How Shannon Bream Kept Reporting Through Incurable Eye Condition

By Jordan Chariton 

Shannon BreamFox News correspondent Shannon Bream can relate to Bob Costas. While an eye infection has sidelined the NBC Olympics anchor for most of this week, Bream struggled with a rare, incurable eye condition for a year-and-a-half, impacting every aspect of her life: from getting a good night’s sleep to reporting outdoor live shots for Fox News.

“Physically I was in excruciating pain,” Bream told TVNewser this afternoon about her Recurrent Corneal Erosion syndrome. At times she woke up in the middle of the night feeling like her “cornea was tearing off.”

“There’s part of you that, when you show up for work, you kick into professional mode and try to do your absolute best,” the Washington, DC-based reporter said.

Advertisement

Sunny days were especially hard, especially when outdoor live shots was called for.

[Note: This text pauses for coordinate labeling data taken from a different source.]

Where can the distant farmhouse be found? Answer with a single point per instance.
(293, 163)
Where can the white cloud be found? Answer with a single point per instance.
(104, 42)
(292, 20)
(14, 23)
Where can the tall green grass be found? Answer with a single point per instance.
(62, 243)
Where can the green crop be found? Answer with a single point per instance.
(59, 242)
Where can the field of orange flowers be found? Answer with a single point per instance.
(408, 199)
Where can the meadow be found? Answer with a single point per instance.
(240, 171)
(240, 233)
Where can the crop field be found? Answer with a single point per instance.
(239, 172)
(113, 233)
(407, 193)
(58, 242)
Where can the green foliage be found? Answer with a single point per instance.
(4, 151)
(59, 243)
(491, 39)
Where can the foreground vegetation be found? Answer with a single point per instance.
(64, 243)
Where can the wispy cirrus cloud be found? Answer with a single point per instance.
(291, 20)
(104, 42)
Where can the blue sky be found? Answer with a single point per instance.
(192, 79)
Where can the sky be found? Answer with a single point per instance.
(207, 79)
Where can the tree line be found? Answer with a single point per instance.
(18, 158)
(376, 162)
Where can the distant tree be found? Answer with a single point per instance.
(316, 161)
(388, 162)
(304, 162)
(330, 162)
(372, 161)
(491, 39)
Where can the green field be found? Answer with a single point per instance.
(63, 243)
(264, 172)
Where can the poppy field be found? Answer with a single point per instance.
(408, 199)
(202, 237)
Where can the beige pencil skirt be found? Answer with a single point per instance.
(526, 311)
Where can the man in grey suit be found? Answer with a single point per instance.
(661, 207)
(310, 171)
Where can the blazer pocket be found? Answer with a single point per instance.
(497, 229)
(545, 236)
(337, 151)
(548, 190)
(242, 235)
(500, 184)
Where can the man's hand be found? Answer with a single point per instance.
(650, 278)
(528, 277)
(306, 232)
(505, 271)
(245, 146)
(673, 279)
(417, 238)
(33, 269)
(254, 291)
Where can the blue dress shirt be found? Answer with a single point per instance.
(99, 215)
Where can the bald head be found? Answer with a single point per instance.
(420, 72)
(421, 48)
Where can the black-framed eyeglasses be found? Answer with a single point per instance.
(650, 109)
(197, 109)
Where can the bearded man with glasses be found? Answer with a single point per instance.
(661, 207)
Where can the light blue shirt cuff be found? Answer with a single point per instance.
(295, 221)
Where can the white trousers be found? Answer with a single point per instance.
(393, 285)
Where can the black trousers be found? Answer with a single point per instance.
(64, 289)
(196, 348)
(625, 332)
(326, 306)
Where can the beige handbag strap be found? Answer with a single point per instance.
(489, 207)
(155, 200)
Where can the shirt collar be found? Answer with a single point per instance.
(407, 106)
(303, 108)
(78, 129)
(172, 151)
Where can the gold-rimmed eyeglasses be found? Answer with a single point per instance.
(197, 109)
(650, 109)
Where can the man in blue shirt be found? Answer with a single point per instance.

Reading a teleprompter while filling in on the anchor desk was also tough: “Double vision makes reading the prompter very tricky,” she said.

Bream is sympathetic to Costas’s condition.

“When your physical symptoms become so exacerbated that they’re open to the naked eye, and every viewer, you have to sometimes cry uncle.”

Fortunately for Bream, her current treatment regimen has her in much better condition, with renewed energy and a return to the gym.

“Be easy on yourself,” she advised other journalists dealing with a health issue. “We all hate to be sitting on the sidelines like Bob Costas is doing right now, but you just have to give yourself permission to take it easy where you need to and reserve your energy for what you absolutely need to do—your job.”